Ada
- Full name: Klubi i Futbollit Ada
- Founded: 6 March 1996; 30 years ago
- Dissolved: 2023
- Ground: Fusha Sportive Adriatik
- Capacity: 1,200
- President: Alfred Pjetri
- League: Kategoria e Tretë
- 2022–23: Kategoria e Dytë, Group A, 11th (relegated)

= KF Ada =

Albanian football club

KF Ada were an Albanian football club based in Velipojë. The club's home ground was Fusha Sportive Adriatik.

==History==
KF Ada was established on 6 March 1996 as a sports association by Lazër Matia, Alfred Pjetri, Filip Kercunga, Marash Qytetza and Prend Përndreca. The club’s name was inspired by Ada Bojana, an island in the Adriatic Sea located just across the border in Montenegro. It succeeded an earlier local side, KS Velipoja, which had been operated by the municipal authorities until financial support was withdrawn and the club ceased operations.

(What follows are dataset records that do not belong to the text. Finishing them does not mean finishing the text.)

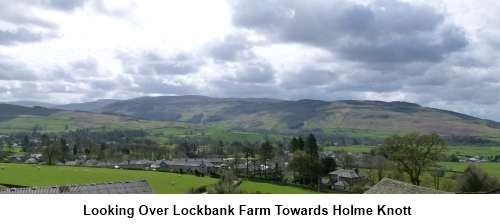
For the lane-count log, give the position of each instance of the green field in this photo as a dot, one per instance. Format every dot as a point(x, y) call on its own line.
point(475, 150)
point(266, 188)
point(163, 183)
point(491, 168)
point(485, 151)
point(351, 148)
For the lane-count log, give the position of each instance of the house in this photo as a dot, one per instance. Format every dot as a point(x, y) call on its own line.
point(345, 180)
point(31, 161)
point(390, 186)
point(15, 159)
point(139, 164)
point(126, 187)
point(201, 166)
point(497, 191)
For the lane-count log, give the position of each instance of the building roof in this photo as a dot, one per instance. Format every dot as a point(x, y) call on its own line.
point(390, 186)
point(345, 173)
point(126, 187)
point(189, 162)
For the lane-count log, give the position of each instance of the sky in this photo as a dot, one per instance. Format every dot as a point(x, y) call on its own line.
point(440, 53)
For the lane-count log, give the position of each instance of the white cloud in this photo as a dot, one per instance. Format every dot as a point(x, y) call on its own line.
point(79, 50)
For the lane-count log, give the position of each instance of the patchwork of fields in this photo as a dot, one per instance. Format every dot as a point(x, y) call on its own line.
point(161, 182)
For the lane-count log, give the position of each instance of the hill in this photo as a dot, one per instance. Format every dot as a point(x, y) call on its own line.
point(305, 115)
point(9, 111)
point(88, 106)
point(249, 116)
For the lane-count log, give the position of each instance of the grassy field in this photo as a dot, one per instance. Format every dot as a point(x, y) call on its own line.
point(474, 150)
point(161, 182)
point(266, 188)
point(351, 148)
point(31, 175)
point(491, 168)
point(459, 150)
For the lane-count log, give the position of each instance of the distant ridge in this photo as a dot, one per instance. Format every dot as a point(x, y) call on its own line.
point(285, 116)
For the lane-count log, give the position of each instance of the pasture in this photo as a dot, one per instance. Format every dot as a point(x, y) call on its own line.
point(34, 175)
point(252, 187)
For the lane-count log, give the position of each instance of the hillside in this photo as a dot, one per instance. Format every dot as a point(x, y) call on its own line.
point(371, 119)
point(9, 111)
point(302, 115)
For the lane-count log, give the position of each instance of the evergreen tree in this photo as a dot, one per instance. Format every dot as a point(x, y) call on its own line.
point(311, 146)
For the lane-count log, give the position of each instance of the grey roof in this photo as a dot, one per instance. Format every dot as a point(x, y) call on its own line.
point(390, 186)
point(126, 187)
point(345, 173)
point(189, 162)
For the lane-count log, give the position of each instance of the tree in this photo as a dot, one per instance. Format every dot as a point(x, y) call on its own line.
point(75, 150)
point(328, 164)
point(26, 143)
point(414, 153)
point(475, 180)
point(346, 160)
point(64, 149)
point(266, 153)
point(311, 146)
point(249, 152)
point(48, 149)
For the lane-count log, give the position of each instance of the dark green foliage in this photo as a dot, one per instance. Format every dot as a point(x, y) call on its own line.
point(328, 164)
point(476, 180)
point(311, 146)
point(414, 153)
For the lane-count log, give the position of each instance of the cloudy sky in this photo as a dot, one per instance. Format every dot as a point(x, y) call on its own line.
point(440, 53)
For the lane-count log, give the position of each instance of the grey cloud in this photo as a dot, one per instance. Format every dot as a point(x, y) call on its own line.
point(152, 63)
point(255, 73)
point(308, 77)
point(14, 70)
point(154, 85)
point(65, 5)
point(20, 36)
point(231, 48)
point(26, 27)
point(387, 31)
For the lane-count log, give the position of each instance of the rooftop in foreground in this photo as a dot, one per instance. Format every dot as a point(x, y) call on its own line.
point(125, 187)
point(390, 186)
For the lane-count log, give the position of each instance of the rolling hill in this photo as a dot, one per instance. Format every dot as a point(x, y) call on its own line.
point(365, 118)
point(301, 115)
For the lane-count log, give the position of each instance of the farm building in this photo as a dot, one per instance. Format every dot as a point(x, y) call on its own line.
point(345, 180)
point(390, 186)
point(127, 187)
point(201, 166)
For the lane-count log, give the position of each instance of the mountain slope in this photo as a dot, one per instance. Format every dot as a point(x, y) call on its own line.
point(302, 115)
point(8, 111)
point(88, 106)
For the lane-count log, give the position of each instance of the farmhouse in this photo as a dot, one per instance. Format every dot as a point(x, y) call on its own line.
point(127, 187)
point(345, 180)
point(390, 186)
point(200, 166)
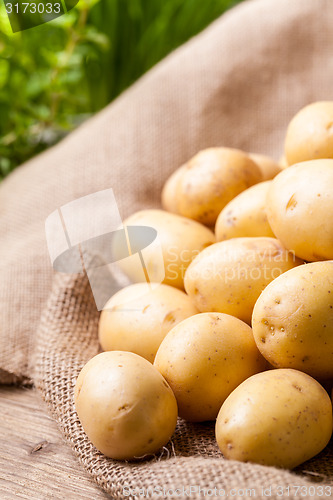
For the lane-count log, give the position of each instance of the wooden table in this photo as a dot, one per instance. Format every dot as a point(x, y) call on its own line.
point(35, 462)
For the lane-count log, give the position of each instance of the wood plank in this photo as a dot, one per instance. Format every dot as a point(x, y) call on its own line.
point(35, 462)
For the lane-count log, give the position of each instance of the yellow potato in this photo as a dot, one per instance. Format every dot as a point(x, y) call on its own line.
point(138, 317)
point(208, 182)
point(230, 275)
point(178, 241)
point(300, 209)
point(293, 320)
point(310, 133)
point(283, 162)
point(278, 417)
point(125, 406)
point(204, 358)
point(245, 215)
point(269, 168)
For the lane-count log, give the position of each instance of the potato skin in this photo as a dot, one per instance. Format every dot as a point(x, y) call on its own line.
point(208, 182)
point(138, 317)
point(204, 358)
point(300, 209)
point(230, 275)
point(293, 320)
point(245, 215)
point(279, 417)
point(268, 167)
point(309, 134)
point(181, 240)
point(125, 406)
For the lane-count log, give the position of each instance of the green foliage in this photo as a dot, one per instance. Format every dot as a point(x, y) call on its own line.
point(54, 76)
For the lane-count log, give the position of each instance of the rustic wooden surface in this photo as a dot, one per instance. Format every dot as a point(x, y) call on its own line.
point(35, 463)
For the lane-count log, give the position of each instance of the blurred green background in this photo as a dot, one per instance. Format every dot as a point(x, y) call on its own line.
point(56, 75)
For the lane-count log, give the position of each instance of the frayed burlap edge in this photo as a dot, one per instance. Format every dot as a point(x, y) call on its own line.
point(66, 340)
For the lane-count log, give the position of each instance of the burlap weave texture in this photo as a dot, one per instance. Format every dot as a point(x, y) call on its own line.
point(237, 84)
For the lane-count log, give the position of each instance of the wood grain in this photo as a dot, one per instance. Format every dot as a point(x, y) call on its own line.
point(35, 462)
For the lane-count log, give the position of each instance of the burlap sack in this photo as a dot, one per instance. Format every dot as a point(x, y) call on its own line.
point(237, 84)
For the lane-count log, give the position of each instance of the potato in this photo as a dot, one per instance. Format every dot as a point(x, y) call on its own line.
point(178, 241)
point(208, 182)
point(310, 133)
point(293, 320)
point(278, 417)
point(300, 209)
point(245, 215)
point(137, 318)
point(230, 275)
point(283, 162)
point(204, 358)
point(125, 406)
point(268, 167)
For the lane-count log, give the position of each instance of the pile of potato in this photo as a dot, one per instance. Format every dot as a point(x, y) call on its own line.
point(241, 329)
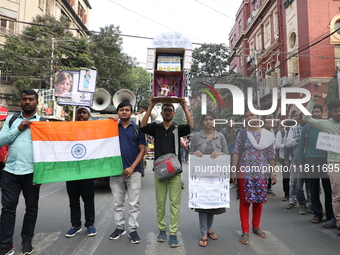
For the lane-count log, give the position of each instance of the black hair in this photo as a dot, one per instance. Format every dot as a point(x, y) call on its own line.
point(171, 105)
point(318, 106)
point(123, 104)
point(29, 92)
point(210, 113)
point(335, 103)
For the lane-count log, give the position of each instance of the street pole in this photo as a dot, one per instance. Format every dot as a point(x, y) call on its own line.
point(52, 58)
point(338, 76)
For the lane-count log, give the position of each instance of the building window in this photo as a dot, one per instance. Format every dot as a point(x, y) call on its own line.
point(41, 4)
point(3, 24)
point(267, 31)
point(292, 40)
point(258, 42)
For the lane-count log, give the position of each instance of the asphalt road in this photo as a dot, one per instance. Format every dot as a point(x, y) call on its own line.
point(287, 231)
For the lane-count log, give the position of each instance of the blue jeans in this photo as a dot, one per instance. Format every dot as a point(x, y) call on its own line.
point(132, 185)
point(12, 185)
point(85, 190)
point(315, 189)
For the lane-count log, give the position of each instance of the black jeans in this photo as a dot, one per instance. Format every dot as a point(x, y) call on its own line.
point(315, 189)
point(285, 179)
point(85, 189)
point(12, 185)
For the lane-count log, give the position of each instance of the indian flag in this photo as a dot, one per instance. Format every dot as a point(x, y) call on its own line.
point(66, 151)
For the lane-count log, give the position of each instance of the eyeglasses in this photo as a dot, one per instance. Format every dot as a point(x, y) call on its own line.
point(167, 110)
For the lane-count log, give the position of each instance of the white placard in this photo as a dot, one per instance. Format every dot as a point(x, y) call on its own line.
point(171, 40)
point(209, 182)
point(328, 142)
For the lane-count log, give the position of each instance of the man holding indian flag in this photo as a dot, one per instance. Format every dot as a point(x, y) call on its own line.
point(18, 175)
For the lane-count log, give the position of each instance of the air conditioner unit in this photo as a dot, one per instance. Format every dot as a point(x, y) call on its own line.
point(285, 81)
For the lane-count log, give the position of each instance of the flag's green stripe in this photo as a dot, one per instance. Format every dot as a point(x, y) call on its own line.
point(46, 172)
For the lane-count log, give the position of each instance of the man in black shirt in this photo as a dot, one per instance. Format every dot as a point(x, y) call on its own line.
point(163, 134)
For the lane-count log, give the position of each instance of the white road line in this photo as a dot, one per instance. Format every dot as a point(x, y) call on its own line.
point(153, 247)
point(331, 232)
point(268, 246)
point(90, 244)
point(43, 240)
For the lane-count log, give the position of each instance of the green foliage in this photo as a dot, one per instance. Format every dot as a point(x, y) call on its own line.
point(29, 54)
point(333, 89)
point(210, 61)
point(113, 65)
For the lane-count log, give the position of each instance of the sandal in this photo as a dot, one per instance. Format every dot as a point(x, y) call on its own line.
point(212, 235)
point(316, 220)
point(244, 239)
point(203, 242)
point(259, 232)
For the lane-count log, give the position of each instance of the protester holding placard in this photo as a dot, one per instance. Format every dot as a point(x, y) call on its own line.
point(208, 141)
point(255, 161)
point(330, 126)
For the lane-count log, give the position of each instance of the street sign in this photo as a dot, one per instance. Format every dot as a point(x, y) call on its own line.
point(3, 112)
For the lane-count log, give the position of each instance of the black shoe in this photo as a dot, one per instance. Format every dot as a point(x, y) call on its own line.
point(117, 233)
point(6, 251)
point(330, 224)
point(27, 247)
point(134, 237)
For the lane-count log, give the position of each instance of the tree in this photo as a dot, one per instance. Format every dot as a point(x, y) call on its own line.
point(112, 64)
point(333, 89)
point(29, 54)
point(210, 61)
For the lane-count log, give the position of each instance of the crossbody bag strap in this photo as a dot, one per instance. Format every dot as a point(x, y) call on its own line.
point(176, 139)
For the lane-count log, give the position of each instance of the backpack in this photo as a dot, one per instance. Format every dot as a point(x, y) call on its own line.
point(243, 141)
point(143, 164)
point(15, 116)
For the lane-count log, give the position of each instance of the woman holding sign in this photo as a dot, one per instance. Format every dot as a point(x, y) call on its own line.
point(252, 157)
point(209, 142)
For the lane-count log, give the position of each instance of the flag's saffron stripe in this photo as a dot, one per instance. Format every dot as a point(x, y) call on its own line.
point(47, 172)
point(50, 151)
point(73, 130)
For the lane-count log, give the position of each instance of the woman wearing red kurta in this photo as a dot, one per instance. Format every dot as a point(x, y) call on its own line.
point(253, 159)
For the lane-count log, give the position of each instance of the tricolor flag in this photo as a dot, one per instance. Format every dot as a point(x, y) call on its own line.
point(66, 151)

Beginning its competitive history in the Albanian Third Division, KF Ada quickly earned promotion to the Albanian Second Division. The club achieved its greatest success during the 2004–05 season, when it won the Second Division promotion playoffs by defeating KS Burreli 2–1 in the final, securing its first promotion to the Albanian First Division.

==Women’s team==
Women’s football was introduced at national level in Albania during the 2009–10 season. Ada quickly emerged as one of the country’s strongest clubs, winning both the Albanian Cup and the Albanian Championship in the 2010–11 season.

Ada became the first club from Albania to participate in the UEFA Women's Champions League, making its debut in the 2011–12 season. The team competed in the tournament for three consecutive seasons but was eliminated in the qualifying round on each occasion.

The women’s section was dissolved following the 2012–13 season. Its players and coaching staff subsequently joined newly formed KFF Vllaznia.

During its brief existence, Ada won three consecutive Albanian women’s league titles (2009–10, 2010–11 and 2011–12) and one Albanian Women’s Cup (2010–11).